In the past, chinotto was especially appreciated in pastry, where the fruits were used to produce candied fruit, jams and syrups. At the end of the nineteenth century, in particular, they were used to eat them together with alcoholic beverages in cafes, as aperitifs. Dipped in maraschino, for example, they were considered useful for digestion.

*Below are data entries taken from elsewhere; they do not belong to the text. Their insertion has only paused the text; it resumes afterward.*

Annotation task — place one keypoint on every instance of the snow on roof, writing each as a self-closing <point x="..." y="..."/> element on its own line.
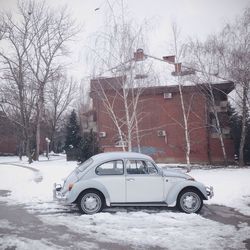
<point x="154" y="71"/>
<point x="114" y="155"/>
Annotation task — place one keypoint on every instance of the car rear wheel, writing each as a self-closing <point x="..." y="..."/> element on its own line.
<point x="90" y="202"/>
<point x="189" y="201"/>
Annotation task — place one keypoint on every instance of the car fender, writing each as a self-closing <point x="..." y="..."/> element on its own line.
<point x="80" y="186"/>
<point x="174" y="191"/>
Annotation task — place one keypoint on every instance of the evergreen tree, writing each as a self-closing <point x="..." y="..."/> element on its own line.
<point x="73" y="137"/>
<point x="88" y="146"/>
<point x="235" y="126"/>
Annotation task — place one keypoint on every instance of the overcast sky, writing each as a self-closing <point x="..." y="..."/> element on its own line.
<point x="196" y="18"/>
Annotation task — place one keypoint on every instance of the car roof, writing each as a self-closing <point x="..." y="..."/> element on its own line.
<point x="119" y="155"/>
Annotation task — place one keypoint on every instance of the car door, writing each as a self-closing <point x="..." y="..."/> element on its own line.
<point x="111" y="175"/>
<point x="143" y="182"/>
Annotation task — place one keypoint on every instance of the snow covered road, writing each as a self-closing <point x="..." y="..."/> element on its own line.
<point x="48" y="225"/>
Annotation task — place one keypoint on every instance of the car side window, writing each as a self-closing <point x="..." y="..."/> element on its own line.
<point x="110" y="168"/>
<point x="151" y="168"/>
<point x="136" y="167"/>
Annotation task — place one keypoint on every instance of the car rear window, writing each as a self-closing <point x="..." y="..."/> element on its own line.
<point x="85" y="165"/>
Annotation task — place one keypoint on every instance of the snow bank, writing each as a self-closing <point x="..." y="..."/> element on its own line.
<point x="231" y="187"/>
<point x="144" y="229"/>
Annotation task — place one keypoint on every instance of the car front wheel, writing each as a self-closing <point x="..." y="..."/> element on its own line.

The cultivation of chinotto in Liguria
Once it arrived in Italy, the chinotto plant was intensively cultivated in Western Liguria. Currently the privileged territory is the coastal one, from Varazze to Finale, even if, over the years, a series of frosts has significantly reduced production. Currently, in the Savona area the cultivation of chinotto is entrusted to a few nurseries and botanical gardens that safeguard its conservation. Its small bitter fruits are arranged in clusters and have a very intense orange colour when ripe. The harvest takes place between September and November and the perfume that spreads from these fruits is very intense, a characteristic that makes them ideal for a long conservation.

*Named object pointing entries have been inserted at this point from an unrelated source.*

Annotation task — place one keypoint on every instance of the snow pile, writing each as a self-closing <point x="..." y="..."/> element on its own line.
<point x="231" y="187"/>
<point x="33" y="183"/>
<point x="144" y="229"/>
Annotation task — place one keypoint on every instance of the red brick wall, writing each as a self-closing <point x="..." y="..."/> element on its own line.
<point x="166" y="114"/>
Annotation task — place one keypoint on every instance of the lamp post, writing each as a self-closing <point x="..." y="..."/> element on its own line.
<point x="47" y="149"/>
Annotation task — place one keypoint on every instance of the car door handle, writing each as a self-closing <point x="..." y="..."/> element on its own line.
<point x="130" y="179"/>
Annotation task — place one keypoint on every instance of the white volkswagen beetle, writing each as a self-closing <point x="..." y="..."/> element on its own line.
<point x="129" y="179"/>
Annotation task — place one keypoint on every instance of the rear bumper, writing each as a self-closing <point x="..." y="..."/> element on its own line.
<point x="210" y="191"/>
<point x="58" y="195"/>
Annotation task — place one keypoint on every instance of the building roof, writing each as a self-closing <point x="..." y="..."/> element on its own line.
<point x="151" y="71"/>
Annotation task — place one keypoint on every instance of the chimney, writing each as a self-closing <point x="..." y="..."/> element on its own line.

The processing of chinotto
The processing of chinotto differs little from that of the past, complicated and with several steps. The fruits were put in brine, even in sea water, for three weeks. They then proceeded to eliminate the bitter peel, before immersing them again in brine. Once this phase was over, the fruits were boiled and treated in order to be placed on wooden barrels. At this point they were ready to be transported and traded elsewhere, in different regions of Italy and abroad.
The chinotto in Liguria
Chinotto has found, in Liguria, the ideal territory to perfect its organoleptic qualities. The first Ligurian candying laboratory was Silvestre-Allemand, which moved from France in 1877. The reasons for this move are to be found in the best territorial conditions, which make Liguria perfect for the production of this fruit. Furthermore, the variety of chinotto established in Western Liguria proved to be particularly suitable for processing, due to its small size and thick, fragrant, resistant and early ripening skin.
The use in pastry and the origin of the drink
Laboratories and factories specialized in candying were soon born in Liguria, in which French techniques were refined. To this end, the “Cooperative Society of Chinotti” was founded in Savona in 1880 to control the cultivation and processing of fruit.
Currently the chinotto is almost no longer adopted in pastry, except in the traditional Ligurian ones, precisely because of the difficulty in finding the fruits. On the other hand, the production of the carbonated drink of the same name is well known, the Italian answer to cola since the 1950s. From the American soft drink, however, it differs for the bitter taste and the unmistakable scent.
The Slow Food Presidium
Since 2004 the Chinotto di Savona has been a Slow Food presidium. The purpose of the association is to safeguard and enhance the cultivation of the plant, also relaunching the traditional production of candied fruit. The typicality of the chinotto is closely linked to the Ligurian territory. For this reason, and to avoid its extinction, the municipality of Quiliano has recently promoted the extensive cultivation of the Chinotto di Savona in the San Pietro Park (Carpignano).